Algebraic and Discrete Mathematical Methods for Modern Biology

Algebraic and Discrete Mathematical Methods for Modern Biology
Author :
Publisher : Academic Press
Total Pages : 383
Release :
ISBN-10 : 9780128012710
ISBN-13 : 0128012714
Rating : 4/5 (10 Downloads)

Book Synopsis Algebraic and Discrete Mathematical Methods for Modern Biology by : Raina Robeva

Download or read book Algebraic and Discrete Mathematical Methods for Modern Biology written by Raina Robeva and published by Academic Press. This book was released on 2015-05-09 with total page 383 pages. Available in PDF, EPUB and Kindle. Book excerpt: Written by experts in both mathematics and biology, Algebraic and Discrete Mathematical Methods for Modern Biology offers a bridge between math and biology, providing a framework for simulating, analyzing, predicting, and modulating the behavior of complex biological systems.

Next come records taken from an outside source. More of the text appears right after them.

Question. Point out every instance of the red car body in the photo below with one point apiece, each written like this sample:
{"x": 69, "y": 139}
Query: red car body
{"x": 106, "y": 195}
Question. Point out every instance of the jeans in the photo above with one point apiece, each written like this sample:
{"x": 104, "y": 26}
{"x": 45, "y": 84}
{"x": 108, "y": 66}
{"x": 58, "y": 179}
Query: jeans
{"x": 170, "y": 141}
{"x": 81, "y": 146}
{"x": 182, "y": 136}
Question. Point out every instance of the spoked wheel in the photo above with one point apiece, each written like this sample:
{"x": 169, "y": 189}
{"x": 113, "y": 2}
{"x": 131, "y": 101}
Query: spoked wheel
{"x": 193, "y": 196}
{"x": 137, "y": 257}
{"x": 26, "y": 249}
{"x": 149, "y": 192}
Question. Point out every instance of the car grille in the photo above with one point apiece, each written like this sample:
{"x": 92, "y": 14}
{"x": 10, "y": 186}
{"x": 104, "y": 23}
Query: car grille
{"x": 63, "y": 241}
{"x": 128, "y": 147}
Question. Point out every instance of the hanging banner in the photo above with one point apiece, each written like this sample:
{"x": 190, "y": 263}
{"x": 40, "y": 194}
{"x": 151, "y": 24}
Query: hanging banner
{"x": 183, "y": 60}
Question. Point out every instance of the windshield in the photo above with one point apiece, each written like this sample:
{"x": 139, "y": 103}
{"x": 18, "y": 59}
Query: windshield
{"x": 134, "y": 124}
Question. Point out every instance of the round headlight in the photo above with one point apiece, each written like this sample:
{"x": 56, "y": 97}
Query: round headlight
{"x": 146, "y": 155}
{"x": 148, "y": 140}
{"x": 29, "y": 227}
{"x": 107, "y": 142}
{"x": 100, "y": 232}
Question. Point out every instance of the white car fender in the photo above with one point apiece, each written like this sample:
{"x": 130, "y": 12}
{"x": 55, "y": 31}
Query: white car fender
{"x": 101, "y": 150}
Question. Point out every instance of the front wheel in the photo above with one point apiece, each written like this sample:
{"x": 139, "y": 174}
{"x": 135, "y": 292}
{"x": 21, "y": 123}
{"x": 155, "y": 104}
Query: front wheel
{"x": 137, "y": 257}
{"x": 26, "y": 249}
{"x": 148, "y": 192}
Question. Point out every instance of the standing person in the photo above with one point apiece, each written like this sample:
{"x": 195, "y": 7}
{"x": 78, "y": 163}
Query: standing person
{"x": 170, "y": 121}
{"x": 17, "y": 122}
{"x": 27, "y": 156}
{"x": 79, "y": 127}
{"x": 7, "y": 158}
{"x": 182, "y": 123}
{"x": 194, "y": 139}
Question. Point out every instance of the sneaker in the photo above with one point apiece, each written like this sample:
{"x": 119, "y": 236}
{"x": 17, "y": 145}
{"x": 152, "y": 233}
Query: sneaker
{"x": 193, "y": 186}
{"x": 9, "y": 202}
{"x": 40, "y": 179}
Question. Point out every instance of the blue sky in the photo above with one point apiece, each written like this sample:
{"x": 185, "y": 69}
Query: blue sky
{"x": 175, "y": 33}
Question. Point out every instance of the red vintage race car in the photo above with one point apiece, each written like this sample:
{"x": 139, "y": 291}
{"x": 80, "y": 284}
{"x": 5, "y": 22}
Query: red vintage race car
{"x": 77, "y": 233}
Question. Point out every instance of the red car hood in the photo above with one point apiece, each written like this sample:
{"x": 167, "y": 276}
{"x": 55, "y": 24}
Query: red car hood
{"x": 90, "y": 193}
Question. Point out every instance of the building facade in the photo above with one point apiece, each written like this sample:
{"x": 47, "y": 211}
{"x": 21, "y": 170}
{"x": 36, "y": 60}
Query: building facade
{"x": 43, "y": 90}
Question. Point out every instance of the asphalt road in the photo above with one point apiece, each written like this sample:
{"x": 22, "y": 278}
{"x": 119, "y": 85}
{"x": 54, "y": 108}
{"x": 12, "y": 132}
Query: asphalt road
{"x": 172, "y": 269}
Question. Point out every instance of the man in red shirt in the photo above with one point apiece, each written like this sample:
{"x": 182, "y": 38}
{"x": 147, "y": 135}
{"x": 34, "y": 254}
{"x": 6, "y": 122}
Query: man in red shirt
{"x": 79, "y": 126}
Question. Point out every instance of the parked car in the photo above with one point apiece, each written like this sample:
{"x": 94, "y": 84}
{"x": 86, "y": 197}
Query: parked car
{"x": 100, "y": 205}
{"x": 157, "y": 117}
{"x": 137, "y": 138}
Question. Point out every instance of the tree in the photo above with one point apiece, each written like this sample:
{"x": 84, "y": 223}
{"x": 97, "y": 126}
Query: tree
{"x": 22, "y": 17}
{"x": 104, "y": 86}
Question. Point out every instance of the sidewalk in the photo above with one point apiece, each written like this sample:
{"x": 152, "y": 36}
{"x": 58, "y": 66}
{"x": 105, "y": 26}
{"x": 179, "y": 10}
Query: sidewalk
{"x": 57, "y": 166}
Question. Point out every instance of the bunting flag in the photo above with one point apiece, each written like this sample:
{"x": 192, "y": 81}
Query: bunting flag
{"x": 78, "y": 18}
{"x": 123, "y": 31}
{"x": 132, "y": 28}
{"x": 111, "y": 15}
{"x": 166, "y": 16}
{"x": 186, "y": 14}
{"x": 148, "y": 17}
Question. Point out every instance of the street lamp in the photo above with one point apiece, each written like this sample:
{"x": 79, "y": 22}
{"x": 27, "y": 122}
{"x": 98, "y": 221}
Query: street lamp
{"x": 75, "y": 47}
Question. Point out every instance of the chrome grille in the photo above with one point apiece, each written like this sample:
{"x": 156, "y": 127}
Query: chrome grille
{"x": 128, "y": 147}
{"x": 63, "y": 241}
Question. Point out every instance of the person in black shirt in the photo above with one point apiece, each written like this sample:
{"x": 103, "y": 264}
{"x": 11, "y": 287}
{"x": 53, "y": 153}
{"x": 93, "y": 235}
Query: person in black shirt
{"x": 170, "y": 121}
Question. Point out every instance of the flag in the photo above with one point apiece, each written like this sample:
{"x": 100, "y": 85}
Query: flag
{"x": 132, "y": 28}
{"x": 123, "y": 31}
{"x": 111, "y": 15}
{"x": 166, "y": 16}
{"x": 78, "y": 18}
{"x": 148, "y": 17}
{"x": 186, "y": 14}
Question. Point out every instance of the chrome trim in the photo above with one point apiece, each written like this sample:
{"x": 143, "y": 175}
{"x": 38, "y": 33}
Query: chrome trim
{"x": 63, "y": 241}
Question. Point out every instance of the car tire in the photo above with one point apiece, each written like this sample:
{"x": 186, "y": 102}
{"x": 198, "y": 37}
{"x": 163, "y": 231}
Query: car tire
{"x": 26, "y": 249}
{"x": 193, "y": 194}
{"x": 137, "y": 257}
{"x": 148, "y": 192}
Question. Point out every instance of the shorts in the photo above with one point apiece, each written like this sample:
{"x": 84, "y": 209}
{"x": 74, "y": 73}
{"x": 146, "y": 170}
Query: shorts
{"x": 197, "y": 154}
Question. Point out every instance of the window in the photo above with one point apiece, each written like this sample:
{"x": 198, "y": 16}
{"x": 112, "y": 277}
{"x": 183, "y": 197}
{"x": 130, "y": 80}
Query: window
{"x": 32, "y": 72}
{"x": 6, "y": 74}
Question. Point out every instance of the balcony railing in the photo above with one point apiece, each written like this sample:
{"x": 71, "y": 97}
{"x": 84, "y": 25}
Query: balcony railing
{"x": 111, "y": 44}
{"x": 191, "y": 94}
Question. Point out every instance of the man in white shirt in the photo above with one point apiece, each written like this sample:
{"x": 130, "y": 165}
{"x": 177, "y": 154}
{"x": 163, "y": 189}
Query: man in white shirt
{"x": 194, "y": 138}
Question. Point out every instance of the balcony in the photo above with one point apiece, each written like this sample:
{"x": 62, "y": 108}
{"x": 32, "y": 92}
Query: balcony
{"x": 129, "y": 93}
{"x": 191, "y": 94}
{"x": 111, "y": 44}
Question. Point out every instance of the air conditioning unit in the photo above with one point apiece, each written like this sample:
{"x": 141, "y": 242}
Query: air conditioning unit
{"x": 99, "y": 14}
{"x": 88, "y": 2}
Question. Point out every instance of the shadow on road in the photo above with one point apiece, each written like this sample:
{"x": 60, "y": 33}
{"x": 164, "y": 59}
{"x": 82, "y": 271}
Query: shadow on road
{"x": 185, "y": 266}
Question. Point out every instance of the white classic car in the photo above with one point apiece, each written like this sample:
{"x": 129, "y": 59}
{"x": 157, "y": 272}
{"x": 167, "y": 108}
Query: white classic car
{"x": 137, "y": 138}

Each chapter begins with a question from modern biology, followed by the description of certain mathematical methods and theory appropriate in the search of answers. Every topic provides a fast-track pathway through the problem by presenting the biological foundation, covering the relevant mathematical theory, and highlighting connections between them. Many of the projects and exercises embedded in each chapter utilize specialized software, providing students with much-needed familiarity and experience with computing applications, critical components of the "modern biology" skill set. This book is appropriate for mathematics courses such as finite mathematics, discrete structures, linear algebra, abstract/modern algebra, graph theory, probability, bioinformatics, statistics, biostatistics, and modeling, as well as for biology courses such as genetics, cell and molecular biology, biochemistry, ecology, and evolution. - Examines significant questions in modern biology and their mathematical treatments - Presents important mathematical concepts and tools in the context of essential biology - Features material of interest to students in both mathematics and biology - Presents chapters in modular format so coverage need not follow the Table of Contents - Introduces projects appropriate for undergraduate research - Utilizes freely accessible software for visualization, simulation, and analysis in modern biology - Requires no calculus as a prerequisite - Provides a complete Solutions Manual - Features a companion website with supplementary resources

Algebraic Geometry and Statistical Learning Theory

Algebraic Geometry and Statistical Learning Theory
Author :
Publisher : Cambridge University Press
Total Pages : 295
Release :
ISBN-10 : 9780521864671
ISBN-13 : 0521864674
Rating : 4/5 (71 Downloads)

Book Synopsis Algebraic Geometry and Statistical Learning Theory by : Sumio Watanabe

Download or read book Algebraic Geometry and Statistical Learning Theory written by Sumio Watanabe and published by Cambridge University Press. This book was released on 2009-08-13 with total page 295 pages. Available in PDF, EPUB and Kindle. Book excerpt: Sure to be influential, Watanabe's book lays the foundations for the use of algebraic geometry in statistical learning theory. Many models/machines are singular: mixture models, neural networks, HMMs, Bayesian networks, stochastic context-free grammars are major examples. The theory achieved here underpins accurate estimation techniques in the presence of singularities.